The court agrees with the position taken by the beneficiary. The direction plainly is that she shall have $4,000 annually, no more and no less. There is a notable difference between the direction for deceased’s sister and that for his children. In the case of the children the direction is to pay them a “ net income ” on so much as is held in trust for them. There is no direction as to when the payment of income to them shall begin nor is there any limitation upon the amount. In the case of the sister, the direction is that $4,000 be paid; that it be paid in quarterly installments; that each installment shall amount to $1,000; and that the first installment is to be paid within six months after the death of the testator. The children and their distributees were to have practically all of the estate. The provision for the sister required the temporary appropriation of a comparatively small part of the estate. That in turn was to go to the residuary when the sister died.
There is plainly here the expression of an intention that the definite sum of $4,000 annually shall in all events be paid to the
Since the English tongue is flexible it follows that rarely, if ever, can the language of any will under construction be found to be in the precise text reported in a decided case. Decisions on similar though differing texts supporting the conclusion here reached are Matter of Gabler (140 Misc. 581; modfd., 235 App. Div. 807; affd., 261 N. Y. 517); Matter of Vanderbilt (229 App. Div. 574); Matter of Sidenberg (147 Misc. 742); Matter of Kidd (142 id. 512; 225 App. Div. 663); Pierrepont v. Edwards (25 N. Y. 128); Matter of Burton (156 Misc. 175).
In Matter of Clark (251 N. Y. 458) the opinion points out that the reversal of the lower courts is based upon the fact that the direction in the will there under scrutiny was “ to pay the net income ” of the fund directed to be set up. The opinion quotes this term “ net income ” (p. 464) as controlling when taken into account with the earlier text of the paragraph under construction. The commentary of the court in Matter of Clark respecting the case of Matter of Kohler (231 N. Y. 353) seems to make it plain that the latter case is to be read as supporting the conclusion here reached.

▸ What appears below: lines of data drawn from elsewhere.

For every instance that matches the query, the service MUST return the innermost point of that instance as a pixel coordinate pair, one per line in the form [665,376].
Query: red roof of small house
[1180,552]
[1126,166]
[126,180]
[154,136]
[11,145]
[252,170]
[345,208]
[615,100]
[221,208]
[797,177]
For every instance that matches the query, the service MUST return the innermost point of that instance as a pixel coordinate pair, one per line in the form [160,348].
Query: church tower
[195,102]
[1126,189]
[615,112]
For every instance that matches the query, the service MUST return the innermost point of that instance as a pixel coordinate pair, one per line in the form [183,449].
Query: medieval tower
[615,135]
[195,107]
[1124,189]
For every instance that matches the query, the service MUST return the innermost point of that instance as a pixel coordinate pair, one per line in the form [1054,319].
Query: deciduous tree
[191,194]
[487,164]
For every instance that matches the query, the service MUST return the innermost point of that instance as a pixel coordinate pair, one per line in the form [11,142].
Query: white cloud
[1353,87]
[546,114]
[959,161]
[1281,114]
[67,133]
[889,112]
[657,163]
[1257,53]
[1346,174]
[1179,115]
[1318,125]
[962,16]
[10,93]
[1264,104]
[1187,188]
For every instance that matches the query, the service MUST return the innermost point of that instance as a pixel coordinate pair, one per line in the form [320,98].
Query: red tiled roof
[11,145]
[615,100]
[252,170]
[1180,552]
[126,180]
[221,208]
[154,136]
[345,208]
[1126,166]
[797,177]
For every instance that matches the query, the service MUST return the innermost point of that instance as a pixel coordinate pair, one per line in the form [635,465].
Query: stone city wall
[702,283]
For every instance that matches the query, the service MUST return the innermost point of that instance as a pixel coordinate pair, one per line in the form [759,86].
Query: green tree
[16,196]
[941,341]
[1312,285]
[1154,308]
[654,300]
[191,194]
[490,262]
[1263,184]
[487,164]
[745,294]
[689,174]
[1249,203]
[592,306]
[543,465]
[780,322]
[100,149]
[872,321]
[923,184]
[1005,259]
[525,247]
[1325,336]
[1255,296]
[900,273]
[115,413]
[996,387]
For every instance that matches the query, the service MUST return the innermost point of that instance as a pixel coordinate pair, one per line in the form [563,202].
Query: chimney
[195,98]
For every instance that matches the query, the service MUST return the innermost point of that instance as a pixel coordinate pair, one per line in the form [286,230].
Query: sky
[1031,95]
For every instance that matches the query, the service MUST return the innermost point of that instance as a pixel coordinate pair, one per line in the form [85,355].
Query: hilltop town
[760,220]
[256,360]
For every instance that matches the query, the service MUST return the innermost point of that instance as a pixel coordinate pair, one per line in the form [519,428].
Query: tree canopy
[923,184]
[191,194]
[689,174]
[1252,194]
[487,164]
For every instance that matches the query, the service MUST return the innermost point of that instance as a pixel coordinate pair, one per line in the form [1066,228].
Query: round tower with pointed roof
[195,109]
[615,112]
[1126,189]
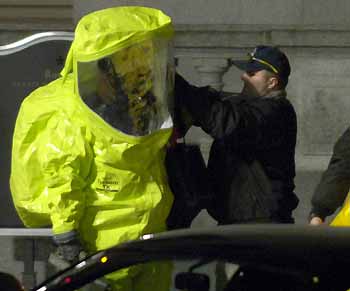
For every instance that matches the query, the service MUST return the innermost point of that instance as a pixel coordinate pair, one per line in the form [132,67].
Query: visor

The court in Matter of Clark cites Matter of Kohler as authority for the proposition that where the fixed sum is directed to be paid the trust funds must at all times be large enough to make certain the required payments. The court there says: “As circumstances change, the funds may be reduced or increased.” Matter of Bird (157 Misc. 748; affd., 250 App. Div. 848) follows the rule just stated. There the fund was increased when a showing was made of probable future deficit in income. In the Bird case the clause in the will under consideration is quite similar to the clause here for interpretation. The rule applied in the Bird case will here be followed. Since there has been no executorial accounting there is no need for reopening any decree setting up the fund as was required in Griffen v. Keese (187 N. Y. 454). The beneficiary is entitled now to have the court direct the setting up of an adequate fund. The liberal practice outlined in Matter of Bird will here be followed since the surplus income will be payable to the residuary legatees in their ratable proportions. If the parties cannot agree upon an amount to be reserved for securing the annual payment of $4,000 the court will hold a hearing on that question on request of any party in interest.
The will expressly grants power to the trustees to continue to hold securities found on hand among deceased’s assets. It also gives them power to depart from the statutory limitations if property be acquired by reorganizations, consolidations, mergers or the exercise of rights of subscription in relation to any securities which otherwise they are entitled to hold.
Submit, on notice, decree settling the account and construing the will in accordance with this decision.